Superbamente recitato (con la Simon che suscita pietà e paura al tempo stesso), citato dallo scrittore Manuel Puig come opera imprescindibile, fonte di ispirazione per tutti gli horror e i thriller dei decenni successivi, suggerisce una dimensione fantastica senza mai esplicitarla e gioca continuamente sull’ambiguità della rappresentazione. Tourneur afferma il potere suggestivo del sonoro e dell’immaginazione. Il lato orrorifico è presente sotto forma di ombre sfuggenti e ambigue e di effetti sonori improvvisi e misteriosi. Per la prima volta si vede all’opera la cosidetta "tecnica  dell’autobus": in una sequenza Irena cammina dietro una ragazza e lo spettatore si aspetta che si trasformi in una belva. La tensione sale, la cinepresa inquadra il volto confuso della presunta vittima e, come colpo di scena, il silenzio è infranto da un suono simile al sibilare dell’animale, invece è l'autobus che accosta per far salire la ragazza. Dopo che l'emozione si sgonfia, il pubblico resta incerto se sia accaduto qualcosa di mortale.
 
5. Ring
(Giappone, 1998, durata 96 min) di Hideo Nakata con Nanako Matsushima, Hiroyuki Sanada e Rikiya Otaka
Reiko è una giornalista che indaga sulla morte inspiegabile della nipote e di alcune delle sue amiche che si dice abbiano visto una videocassetta una settimana prima della loro morte. Le ricerche la conducono in una località di vacanza dove trova la videocassetta, che contiene una serie di immagini surreali, e vedendola anche lei diventa vittima della maledizione, finché si rende conto che ad apparire nel filmato è una sensitiva deceduta molto tempo prima.

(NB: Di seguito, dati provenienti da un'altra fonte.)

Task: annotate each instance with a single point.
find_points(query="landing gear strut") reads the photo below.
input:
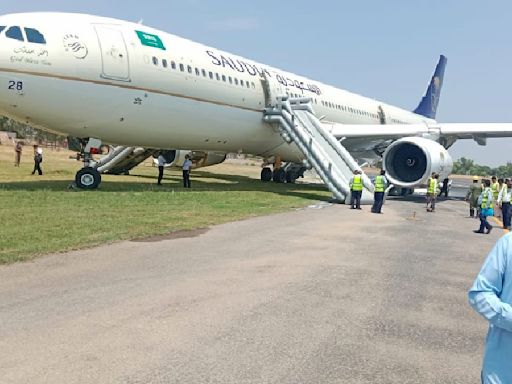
(88, 177)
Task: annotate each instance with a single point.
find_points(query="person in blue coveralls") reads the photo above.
(491, 296)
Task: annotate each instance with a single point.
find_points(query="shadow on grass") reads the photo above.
(201, 182)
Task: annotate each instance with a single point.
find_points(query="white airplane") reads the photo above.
(105, 80)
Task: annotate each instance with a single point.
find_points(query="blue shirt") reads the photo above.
(491, 296)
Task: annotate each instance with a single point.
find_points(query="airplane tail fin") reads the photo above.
(429, 102)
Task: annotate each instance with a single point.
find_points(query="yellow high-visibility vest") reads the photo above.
(495, 187)
(379, 184)
(484, 198)
(357, 184)
(432, 186)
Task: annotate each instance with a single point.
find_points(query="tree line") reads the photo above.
(465, 166)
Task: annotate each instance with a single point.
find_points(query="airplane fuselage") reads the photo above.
(129, 84)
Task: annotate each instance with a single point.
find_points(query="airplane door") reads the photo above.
(114, 54)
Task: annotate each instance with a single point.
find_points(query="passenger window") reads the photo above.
(34, 36)
(14, 33)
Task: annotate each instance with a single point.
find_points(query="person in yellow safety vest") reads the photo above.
(432, 192)
(380, 185)
(504, 200)
(496, 189)
(474, 192)
(486, 202)
(356, 189)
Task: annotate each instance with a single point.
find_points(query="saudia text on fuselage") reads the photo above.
(253, 70)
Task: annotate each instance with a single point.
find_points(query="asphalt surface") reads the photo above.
(319, 295)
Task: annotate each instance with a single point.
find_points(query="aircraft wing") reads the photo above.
(477, 131)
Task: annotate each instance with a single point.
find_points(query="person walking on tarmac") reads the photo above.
(495, 187)
(475, 189)
(432, 191)
(380, 185)
(356, 188)
(491, 296)
(504, 199)
(486, 202)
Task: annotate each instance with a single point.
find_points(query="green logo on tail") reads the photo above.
(150, 40)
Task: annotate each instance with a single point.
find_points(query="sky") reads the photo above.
(386, 50)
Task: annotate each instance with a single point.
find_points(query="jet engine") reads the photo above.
(176, 158)
(410, 161)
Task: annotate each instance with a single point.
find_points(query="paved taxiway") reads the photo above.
(320, 295)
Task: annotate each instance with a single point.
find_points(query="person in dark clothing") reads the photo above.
(380, 184)
(38, 159)
(161, 163)
(186, 171)
(444, 188)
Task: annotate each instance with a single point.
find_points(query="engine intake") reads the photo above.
(411, 160)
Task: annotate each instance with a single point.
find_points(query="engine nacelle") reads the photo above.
(410, 161)
(176, 158)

Tratto dal best-seller di Kôji Suzuki e sceneggiato da Hiroshi Takahashi, il film si discosta dal modello letterario e punta sugli elementi di inquietudine e di mistero più sottesi. Che in un’era ipertecnologica una maledizione si possa trasmettere attraverso una videocassetta, è un’idea geniale e afferma con tratti ossessivi il rischio presente dietro ogni percezione visiva e auditiva dei nostri tempi. Il fantasma generato dalla videocassetta si muove a scatti, come i fotogrammi di una pellicola, e può apparire ovunque e in qualunque momento.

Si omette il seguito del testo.